The employment of municipal employees is regulated by the Working Environment Act while the employment of governmental employees is regulated partly by the Working Environment Act and partly by the Government Employees Act.
Discrimination in employment has been subject to increased attention the latest years, and several questions related to discrimination on the basis of age, gender or ethnicity has been considered by the courts. Discrimination in employment will, in most cases, be a burden for the employee which is subject to the discrimination. Allegations of harassment may also have negative consequences for the company’s reputation. It is therefore important for companies to be updated on the rules which prohibits differential treatment.
Norway’s membership in the EEA means that Norwegian immigration regulations generally comply with the regulations within the EU. Norway has implemented EU Directive 2004/38/EC, regarding the right of citizens of the Union and their family members to move and reside freely within the territory of the member states. Norway has also implemented the Posted Workers Directive (96/71/EC).
There is a close correlation between employment law and a number of social security issues.

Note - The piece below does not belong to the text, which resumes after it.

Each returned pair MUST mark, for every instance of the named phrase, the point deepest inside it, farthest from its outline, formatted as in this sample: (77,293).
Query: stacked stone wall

Knowledge of the social security system is therefore an important prerequisite for employment law counseling.
The question of whether a business transfer constitutes a transfer of undertaking pursuant to the Working Environment Act is among the most discussed topics in Norwegian employment law recently. Case law from the Norwegian courts and the Court of Justice of the European Communities has provided some clarification, but has also contributed to new questions.